Tuesday, January 3, 2017

Car Talk: Could vehicles communicate to prevent crashes?

“Honk! Beep!”

Drivers are familiar with the sound of a vehicle’s horn blaring to get another driver’s attention. But what if the vehicles themselves were part of that communication process? And what if they could actually communicate with each other to keep us safe?
A recent proposal by the U.S. Department of Transportation could do exactly that. Late last year, Secretary of Transportation, Anthony Foxx announced that the department would advance efforts to make vehicle-to-vehicle (V2V) communication a reality.

According to the U.S. Department of Transportation’s press release, Foxx said that the U.S. DOT is carrying the ball as far as they need to ensure that lives are saved and this transportation technology could make a huge difference.

“This long promised V2V rule is the next step in that progression,” Foxx said. “Once deployed, V2V will provide 360-degree situational awareness on the road will help us enhance vehicle safety.”

The new proposed rule would mean that all newer light vehicles would be need to be manufactured with V2V technologies and automakers would be required to ensure that the vehicles would be able to communicate universally through standardized messaging.

 “V2V devices would use the dedicated short range communications (DSRC) to transmit data, such as location, direction and speed, to nearby vehicles.” The press release said. “That data would be updated and broadcast up to 10 times per second to nearby vehicles, and using that information, V2V-equipped vehicles can identify risks and provide warnings to drivers to avoid imminent crashes.
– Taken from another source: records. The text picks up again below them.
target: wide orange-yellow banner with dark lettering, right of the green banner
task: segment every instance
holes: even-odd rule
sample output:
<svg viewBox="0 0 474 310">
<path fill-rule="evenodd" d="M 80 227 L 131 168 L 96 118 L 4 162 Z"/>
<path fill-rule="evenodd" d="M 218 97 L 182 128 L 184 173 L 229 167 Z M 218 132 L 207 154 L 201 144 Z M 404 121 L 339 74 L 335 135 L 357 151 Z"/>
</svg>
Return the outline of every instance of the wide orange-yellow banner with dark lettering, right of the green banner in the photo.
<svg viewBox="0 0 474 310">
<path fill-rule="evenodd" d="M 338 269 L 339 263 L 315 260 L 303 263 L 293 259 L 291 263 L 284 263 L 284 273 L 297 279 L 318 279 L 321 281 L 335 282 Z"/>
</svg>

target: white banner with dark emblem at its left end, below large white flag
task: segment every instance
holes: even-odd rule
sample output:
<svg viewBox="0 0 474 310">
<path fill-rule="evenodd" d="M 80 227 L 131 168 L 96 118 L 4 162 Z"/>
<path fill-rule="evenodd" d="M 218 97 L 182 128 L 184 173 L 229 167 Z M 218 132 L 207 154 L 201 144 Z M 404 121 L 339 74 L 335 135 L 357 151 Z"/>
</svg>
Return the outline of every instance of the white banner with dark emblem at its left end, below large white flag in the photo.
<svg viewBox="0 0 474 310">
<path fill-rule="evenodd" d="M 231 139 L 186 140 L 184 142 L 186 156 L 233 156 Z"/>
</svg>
Of the many uses, this technology could provide the driver with much needed information about how safe it is to pass on a two-lane highway and if there is any on-coming traffic that is hard to see. Other situations where it could help are if it would be safe to make a left-handed turn or if another vehicle is close enough to cause a collision.

While this technology could be introduced to newer cars in the near future, there are a few steps that need happen before we will be seeing cars with this feature.

What do you think? Would you be willing to drive a vehicle that can communicate with other cars around it? Let us know in the comments. 

1 comment:

  1. If my car could tell the other car that it is exceeding the speed limit and what it SHOULD be going - and hopefully have the other car say "oh, I'm sorry - I'll slow down right now - thank you", then I would be a happy driver and not worry about getting where I'm going.